These error codes provide insights into what might be going wrong, whether it’s with the proxy server, your network, or the target website.
Below are some common HTTP proxy error codes and their meanings:
|
HTTP 400 Bad Request | This error happens when the client’s request to the proxy server is malformed or invalid. | Ensure the request is properly formatted with all required HTTP headers included. Double-check the syntax and structure. |
HTTP 403 Forbidden | The proxy server understands the request but refuses to fulfill it due to insufficient permissions or authentication. | Verify that you have the correct permissions and provide the necessary authentication credentials. |
HTTP 404 Not Found | The requested resource cannot be found on the proxy server or upstream server. | Ensure the URL is correct and that the resource hasn’t been moved or deleted. |
HTTP 407 Proxy Authentication Required | The proxy server requires authentication before allowing access to the requested resource. | Provide valid authentication credentials as required by the proxy server. |
HTTP 408 Request Timeout | The proxy server times out while waiting for the client’s request. | Check your network connection for stability and consider resending the request. |
HTTP 502 Bad Gateway | The proxy server received an invalid response from an upstream server. | Check the upstream server for any issues and ensure it is functioning correctly. |
HTTP 503 Service Unavailable | The proxy server or upstream server is temporarily unable to handle the request due to maintenance or overload. | Try again later or check if the server is undergoing maintenance. |
HTTP 504 Gateway Timeout | The proxy server does not receive a timely response from the upstream server, resulting in a timeout. | Investigate whether the upstream server is slow or experiencing network issues. |
HTTP 505 HTTP Version Not Supported | The proxy server does not support the HTTP version used in the client’s request. | Ensure that the HTTP version in your request is compatible with the proxy server and adjust it if necessary. |
Understanding these error codes can help you diagnose and troubleshoot issues with your proxy connection, ensuring smoother browsing and data retrieval.

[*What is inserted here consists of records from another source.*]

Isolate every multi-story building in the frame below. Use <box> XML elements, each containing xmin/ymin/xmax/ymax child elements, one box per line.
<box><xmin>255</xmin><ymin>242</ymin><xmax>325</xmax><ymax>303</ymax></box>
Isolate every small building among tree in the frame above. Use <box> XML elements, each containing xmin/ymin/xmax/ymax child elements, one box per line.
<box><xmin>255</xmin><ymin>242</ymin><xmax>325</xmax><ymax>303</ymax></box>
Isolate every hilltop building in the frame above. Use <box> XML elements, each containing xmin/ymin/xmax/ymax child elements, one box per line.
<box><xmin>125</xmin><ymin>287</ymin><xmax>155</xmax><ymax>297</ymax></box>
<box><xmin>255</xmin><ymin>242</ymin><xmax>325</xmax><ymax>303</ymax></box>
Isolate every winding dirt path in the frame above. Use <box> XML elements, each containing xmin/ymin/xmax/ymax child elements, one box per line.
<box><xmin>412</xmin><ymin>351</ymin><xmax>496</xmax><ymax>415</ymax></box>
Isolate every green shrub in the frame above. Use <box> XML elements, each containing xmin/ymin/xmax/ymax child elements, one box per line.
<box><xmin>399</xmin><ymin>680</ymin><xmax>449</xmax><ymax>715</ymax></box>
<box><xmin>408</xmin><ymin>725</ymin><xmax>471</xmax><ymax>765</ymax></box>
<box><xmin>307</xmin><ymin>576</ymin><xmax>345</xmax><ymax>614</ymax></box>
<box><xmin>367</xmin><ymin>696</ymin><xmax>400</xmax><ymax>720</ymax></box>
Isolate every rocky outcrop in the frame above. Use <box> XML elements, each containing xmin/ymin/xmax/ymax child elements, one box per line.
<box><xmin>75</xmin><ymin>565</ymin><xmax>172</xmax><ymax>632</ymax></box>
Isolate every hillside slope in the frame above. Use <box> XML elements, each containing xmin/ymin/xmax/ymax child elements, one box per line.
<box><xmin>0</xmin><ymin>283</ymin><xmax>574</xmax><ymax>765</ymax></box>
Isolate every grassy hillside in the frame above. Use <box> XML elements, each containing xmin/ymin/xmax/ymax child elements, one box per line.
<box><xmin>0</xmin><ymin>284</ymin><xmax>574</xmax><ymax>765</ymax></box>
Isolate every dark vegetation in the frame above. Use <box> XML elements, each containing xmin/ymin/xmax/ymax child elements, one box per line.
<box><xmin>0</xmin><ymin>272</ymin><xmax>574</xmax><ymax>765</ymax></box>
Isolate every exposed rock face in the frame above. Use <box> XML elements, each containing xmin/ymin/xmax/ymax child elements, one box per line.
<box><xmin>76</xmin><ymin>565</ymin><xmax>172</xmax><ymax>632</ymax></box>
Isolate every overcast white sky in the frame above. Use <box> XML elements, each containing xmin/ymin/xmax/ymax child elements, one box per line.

KYC (Know-Your-Customer) Verification
IPRoyal implements a strict KYC (Know-Your-Customer) policy for both new and existing customers to ensure the security and credibility of their proxy network.
- IPRoyal requires KYC validation prior to granting full access to their proxy services.
- New accounts have limited access to services until KYC verification is completed.
The KYC process involves:
- Identity Verification:
- Customers must provide an image of a government-issued ID (passport, driver's license, or national ID).
- A selfie is required to confirm the identity matches the provided document.
- Document Authentication:
- IPRoyal uses iDenfy, a third-party platform, to verify documents and conduct identity checks.
- Advanced algorithms detect anomalies or inconsistencies in the provided documents.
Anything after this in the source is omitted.